Cash Cows, Discounts, and Delays
Discounts above 10% damage both revenue per order and margin.
A retailer wanted to know whether their discount strategy was actually doing what they thought. The answer changed how they planned the next quarter's promotions.
The dataset was 34,500 retail transactions covering 7 categories with full revenue, discount, profit, returns, and delivery data.
On revenue, Electronics dominates: RM3.3M, nearly three times the next category (Home at RM1.1M). Sports, Fashion, Beauty, Toys, and Grocery follow at progressively smaller scale. Grocery is the smallest at RM82k, and the only category running at a loss (-RM9k profit).
On discounts, the pattern was telling. Discounting was spread evenly across categories at about 5% — not strategically applied where weak categories needed help. Strong categories like Electronics were discounted just as often as weak ones like Grocery.

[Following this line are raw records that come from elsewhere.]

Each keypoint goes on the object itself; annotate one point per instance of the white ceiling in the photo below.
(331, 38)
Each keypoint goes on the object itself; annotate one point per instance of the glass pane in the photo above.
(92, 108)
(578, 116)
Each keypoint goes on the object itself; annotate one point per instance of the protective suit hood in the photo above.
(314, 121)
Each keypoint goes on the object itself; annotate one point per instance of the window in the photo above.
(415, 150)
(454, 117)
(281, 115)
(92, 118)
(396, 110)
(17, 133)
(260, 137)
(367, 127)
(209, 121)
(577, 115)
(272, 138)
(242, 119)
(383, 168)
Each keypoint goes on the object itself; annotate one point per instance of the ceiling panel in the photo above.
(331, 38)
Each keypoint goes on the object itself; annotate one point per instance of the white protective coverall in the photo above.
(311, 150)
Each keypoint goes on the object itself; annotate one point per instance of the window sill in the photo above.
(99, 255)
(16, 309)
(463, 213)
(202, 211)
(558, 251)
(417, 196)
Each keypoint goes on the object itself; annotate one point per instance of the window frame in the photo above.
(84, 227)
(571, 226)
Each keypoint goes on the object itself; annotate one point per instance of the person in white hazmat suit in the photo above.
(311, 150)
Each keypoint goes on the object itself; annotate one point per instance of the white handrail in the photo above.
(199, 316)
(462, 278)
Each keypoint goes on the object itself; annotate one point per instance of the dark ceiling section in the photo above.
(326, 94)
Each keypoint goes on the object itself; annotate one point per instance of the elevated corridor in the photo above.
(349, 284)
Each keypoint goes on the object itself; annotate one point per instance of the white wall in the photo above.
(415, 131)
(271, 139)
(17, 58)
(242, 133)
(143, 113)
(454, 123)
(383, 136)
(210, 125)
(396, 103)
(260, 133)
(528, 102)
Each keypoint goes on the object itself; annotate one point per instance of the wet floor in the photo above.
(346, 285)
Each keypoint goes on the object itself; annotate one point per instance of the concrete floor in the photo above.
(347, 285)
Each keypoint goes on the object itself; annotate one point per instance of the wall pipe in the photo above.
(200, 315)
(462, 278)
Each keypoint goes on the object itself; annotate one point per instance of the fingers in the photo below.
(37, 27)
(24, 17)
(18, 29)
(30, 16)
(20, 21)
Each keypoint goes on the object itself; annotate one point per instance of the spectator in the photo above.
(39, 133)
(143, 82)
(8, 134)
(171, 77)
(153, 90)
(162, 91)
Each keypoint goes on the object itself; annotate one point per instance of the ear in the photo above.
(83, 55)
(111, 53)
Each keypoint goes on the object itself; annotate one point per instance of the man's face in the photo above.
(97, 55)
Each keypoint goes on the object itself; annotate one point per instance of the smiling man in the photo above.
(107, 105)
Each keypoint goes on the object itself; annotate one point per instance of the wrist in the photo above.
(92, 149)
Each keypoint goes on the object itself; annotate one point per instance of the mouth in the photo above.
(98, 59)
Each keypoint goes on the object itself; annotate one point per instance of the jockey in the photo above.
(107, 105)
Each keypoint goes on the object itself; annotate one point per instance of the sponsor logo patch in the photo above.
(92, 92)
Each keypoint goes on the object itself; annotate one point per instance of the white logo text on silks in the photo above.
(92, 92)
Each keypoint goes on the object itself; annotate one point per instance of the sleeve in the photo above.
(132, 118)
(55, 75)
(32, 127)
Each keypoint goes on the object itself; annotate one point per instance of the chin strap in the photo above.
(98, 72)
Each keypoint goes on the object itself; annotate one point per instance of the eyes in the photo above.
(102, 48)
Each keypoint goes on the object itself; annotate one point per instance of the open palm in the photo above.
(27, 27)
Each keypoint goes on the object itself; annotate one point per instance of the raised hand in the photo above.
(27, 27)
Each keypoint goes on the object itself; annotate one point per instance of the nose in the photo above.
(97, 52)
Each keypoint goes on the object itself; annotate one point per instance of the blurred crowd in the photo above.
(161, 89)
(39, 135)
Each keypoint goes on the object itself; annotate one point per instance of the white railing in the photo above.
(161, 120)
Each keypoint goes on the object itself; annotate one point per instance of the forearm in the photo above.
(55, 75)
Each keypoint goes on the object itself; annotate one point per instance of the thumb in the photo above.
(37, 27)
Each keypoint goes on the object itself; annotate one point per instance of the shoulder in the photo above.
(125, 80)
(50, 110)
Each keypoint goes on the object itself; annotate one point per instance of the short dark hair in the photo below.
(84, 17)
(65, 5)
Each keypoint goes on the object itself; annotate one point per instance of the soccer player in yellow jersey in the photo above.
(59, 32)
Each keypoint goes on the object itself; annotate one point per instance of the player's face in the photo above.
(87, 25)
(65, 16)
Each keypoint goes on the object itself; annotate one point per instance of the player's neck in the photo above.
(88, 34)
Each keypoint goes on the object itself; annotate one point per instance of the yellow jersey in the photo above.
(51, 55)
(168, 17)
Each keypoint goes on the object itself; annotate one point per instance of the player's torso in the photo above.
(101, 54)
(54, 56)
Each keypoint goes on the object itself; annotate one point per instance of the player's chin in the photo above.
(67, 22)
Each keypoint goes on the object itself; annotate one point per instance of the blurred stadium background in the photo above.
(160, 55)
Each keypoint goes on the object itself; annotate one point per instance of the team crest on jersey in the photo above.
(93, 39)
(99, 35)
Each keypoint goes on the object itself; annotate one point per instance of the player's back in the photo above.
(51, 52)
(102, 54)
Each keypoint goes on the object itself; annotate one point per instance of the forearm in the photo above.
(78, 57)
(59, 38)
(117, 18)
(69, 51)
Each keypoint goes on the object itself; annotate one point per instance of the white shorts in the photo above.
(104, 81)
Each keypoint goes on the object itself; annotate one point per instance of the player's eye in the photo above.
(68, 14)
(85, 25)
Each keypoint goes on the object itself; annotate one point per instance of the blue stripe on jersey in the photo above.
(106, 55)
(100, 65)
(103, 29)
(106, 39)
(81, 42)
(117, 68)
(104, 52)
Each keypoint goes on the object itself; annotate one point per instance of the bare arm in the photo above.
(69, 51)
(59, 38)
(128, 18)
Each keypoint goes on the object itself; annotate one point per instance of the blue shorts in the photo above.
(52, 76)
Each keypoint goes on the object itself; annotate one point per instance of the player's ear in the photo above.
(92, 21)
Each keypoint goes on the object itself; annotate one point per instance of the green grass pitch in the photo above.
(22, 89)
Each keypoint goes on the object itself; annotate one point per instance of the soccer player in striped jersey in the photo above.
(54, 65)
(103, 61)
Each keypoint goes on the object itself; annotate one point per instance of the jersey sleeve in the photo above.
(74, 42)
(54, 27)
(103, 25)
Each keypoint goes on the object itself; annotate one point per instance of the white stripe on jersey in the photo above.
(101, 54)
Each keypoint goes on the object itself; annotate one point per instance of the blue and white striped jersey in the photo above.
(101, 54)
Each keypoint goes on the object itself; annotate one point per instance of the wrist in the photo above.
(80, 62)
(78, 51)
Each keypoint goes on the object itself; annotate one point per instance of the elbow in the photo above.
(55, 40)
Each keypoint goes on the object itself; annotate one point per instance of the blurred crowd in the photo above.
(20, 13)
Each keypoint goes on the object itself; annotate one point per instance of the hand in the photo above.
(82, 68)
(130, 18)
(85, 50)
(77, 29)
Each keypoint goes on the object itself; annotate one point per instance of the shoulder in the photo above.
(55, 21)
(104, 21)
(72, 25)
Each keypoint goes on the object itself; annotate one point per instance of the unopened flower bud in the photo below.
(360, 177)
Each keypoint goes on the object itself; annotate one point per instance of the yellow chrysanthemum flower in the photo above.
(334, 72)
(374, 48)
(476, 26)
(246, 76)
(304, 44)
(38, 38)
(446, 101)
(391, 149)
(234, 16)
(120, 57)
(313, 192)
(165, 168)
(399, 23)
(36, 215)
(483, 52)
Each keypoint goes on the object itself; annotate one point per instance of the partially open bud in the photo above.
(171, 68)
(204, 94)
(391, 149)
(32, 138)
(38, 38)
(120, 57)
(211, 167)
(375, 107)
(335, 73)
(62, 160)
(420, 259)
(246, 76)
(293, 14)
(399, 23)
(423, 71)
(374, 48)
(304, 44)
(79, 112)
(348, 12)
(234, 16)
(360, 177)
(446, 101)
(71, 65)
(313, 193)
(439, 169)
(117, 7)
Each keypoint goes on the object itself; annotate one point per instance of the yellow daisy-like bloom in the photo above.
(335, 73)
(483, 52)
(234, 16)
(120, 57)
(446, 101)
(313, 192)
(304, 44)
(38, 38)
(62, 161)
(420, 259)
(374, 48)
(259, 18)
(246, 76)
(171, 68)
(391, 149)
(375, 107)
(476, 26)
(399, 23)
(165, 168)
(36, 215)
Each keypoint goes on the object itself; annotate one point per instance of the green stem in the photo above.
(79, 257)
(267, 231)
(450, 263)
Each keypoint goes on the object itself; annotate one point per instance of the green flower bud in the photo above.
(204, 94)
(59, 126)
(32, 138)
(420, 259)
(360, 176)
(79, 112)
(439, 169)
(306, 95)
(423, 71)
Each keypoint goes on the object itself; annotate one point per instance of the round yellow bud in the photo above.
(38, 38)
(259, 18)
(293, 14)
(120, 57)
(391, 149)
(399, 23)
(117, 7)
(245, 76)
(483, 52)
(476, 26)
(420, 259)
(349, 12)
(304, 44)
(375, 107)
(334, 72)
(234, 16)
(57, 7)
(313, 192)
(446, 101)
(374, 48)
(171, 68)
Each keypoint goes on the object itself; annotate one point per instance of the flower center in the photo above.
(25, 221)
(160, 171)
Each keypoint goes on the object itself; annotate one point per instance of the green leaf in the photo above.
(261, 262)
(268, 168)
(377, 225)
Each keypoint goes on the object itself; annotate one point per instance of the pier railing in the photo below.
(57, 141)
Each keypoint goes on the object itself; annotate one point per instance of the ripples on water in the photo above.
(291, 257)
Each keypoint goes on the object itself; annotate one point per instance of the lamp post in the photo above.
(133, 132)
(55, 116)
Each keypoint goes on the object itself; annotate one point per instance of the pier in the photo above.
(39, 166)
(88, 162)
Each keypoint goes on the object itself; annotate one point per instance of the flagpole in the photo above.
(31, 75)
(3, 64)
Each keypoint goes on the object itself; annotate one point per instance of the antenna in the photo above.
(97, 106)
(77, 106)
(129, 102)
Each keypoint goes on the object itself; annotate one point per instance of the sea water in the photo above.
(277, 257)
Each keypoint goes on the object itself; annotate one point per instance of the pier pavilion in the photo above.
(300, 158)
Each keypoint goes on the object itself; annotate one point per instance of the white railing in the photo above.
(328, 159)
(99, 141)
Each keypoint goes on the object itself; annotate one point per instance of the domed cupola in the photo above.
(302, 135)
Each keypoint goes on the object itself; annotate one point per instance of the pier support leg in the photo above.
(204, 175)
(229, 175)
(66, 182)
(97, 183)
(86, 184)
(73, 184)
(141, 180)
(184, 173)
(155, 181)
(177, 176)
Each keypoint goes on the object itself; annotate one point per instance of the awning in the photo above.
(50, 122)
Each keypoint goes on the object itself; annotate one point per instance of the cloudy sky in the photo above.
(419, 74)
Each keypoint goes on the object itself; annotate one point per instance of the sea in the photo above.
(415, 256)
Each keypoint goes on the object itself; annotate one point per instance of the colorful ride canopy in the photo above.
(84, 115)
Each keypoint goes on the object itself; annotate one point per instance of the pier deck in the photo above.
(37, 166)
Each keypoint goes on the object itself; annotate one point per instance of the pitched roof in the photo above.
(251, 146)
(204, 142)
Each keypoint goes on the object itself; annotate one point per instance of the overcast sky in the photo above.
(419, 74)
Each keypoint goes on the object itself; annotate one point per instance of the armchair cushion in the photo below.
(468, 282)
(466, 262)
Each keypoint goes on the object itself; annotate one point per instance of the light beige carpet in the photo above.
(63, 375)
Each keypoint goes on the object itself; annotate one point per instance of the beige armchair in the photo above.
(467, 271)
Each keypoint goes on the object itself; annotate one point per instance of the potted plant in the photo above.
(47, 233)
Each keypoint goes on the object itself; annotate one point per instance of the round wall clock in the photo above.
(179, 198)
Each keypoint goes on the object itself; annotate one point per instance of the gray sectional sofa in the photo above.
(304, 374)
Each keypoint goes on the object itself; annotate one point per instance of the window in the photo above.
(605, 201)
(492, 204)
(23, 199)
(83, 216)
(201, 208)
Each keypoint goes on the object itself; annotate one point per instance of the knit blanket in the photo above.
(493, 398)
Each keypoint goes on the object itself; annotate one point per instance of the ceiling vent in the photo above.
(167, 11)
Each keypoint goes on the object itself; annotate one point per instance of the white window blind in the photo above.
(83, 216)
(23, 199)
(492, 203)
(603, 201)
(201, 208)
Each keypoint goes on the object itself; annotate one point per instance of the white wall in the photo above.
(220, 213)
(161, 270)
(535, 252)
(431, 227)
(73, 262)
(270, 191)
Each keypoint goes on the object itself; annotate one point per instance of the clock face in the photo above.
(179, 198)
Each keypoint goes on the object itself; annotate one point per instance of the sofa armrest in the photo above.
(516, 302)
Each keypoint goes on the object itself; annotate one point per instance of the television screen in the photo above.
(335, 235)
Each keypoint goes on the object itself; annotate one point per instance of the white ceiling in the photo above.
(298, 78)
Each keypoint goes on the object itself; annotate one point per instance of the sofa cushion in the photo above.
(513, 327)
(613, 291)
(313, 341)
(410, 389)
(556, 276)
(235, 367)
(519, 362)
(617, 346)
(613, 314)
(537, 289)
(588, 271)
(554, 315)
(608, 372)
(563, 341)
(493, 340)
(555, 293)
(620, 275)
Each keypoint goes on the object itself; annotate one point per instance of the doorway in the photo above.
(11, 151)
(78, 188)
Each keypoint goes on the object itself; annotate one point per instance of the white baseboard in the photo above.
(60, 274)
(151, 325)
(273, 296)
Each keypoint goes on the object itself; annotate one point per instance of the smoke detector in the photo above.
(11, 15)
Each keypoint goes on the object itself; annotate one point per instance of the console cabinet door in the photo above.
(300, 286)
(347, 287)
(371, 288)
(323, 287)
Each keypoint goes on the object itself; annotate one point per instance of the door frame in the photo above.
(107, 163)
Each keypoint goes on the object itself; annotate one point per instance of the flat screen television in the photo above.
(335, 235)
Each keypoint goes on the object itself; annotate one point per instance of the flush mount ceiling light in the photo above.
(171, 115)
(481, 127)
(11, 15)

The discount-vs-revenue relationship was the headline. Orders without discounts averaged RM178.9 revenue per order. As discounts rose, revenue per order dropped: RM163.9 at 0–10%, RM152.3 at 10–20%, RM132.5 at 20–30%. Margins followed the same pattern: 30.1% at full price down to 19.4% at the deepest discount.
Higher discounts didn't drive bigger orders. They drove smaller ones at thinner margins. The breakpoint was clear — anything past 10% discount damages both revenue per order and profit.
On returns and delays: Fashion and Electronics carry the highest return rates (8.3% and 7.3%) and the highest delivery delays. Since they're also the biggest revenue drivers, fixing logistics here matters more than fixing it for smaller categories.
The recommendation: limit discounts to 0–10%, reposition Grocery (or scale it down), prioritize Fashion and Electronics for logistics improvements.